2) Vivendi’s Universal Music Group, the biggest music label in the world, continues to post results that aren’t as bad as its competitors.
The newest data points come via Vivendi’s fourth-quarter earnings release, which announces that Universal’s sales declined six percent in the last three months of 2008. Strip out currency fluctuations and that number would have been minus 7.8 percent.
That’s bad, but not as bad as the 11 percent drop that Warner Music Group (WMG) reported during the same period, or the 22 percent decline that Sony’s Sony Music Entertainment (SNE) recorded. Universal says earnings (EBITDA, in this case), declined 3.6 percent for the quarter, or 6.6 percent if adjusted for currency fluctuations.

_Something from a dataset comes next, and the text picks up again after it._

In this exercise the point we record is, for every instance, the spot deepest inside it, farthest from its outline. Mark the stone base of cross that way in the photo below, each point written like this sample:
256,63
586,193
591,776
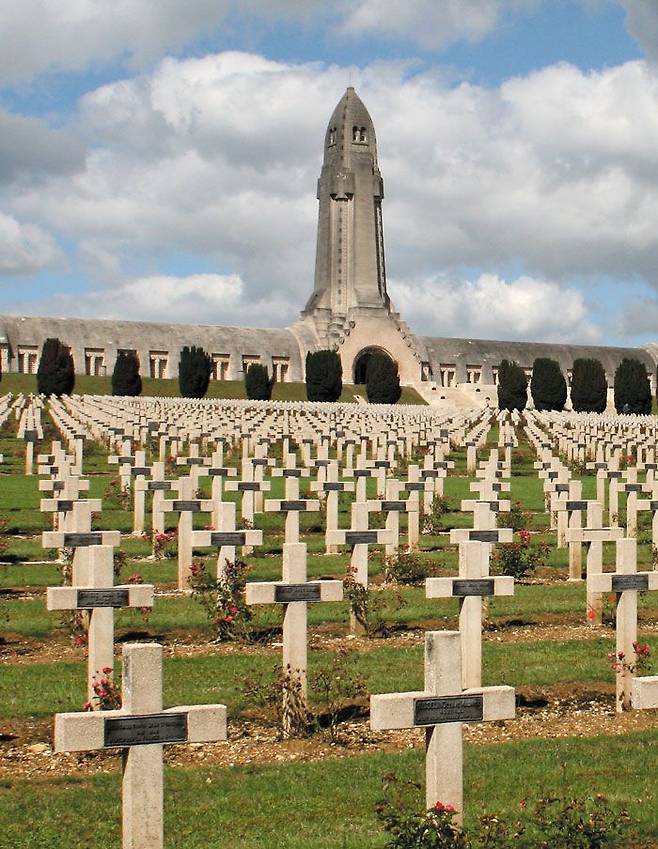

Per usual, Vivendi doesn’t provide much more in the way of meaningful data about Universal’s performance–though it does say it sold a lot of Lil Wayne music last year. For what it’s worth, here’s what it said about UMG’s results for 2008:
Revenues: Down 4.5 percent (-0.2 percent after adjusting for currency).
Earnings (EBITDA): Up 9.9 percent (11.6 percent after adjusting for currency).
Recorded music sales: Down 8.8 percent, (-4.8 percent after adjusting for currency).
Digital sales: Up 31 percent (the company only provides a currency-adjusted number here). It says online sales were strong “in all large countries”–thank you, Apple (AAPL)–and that mobile sales were strong everywhere outside the U.S.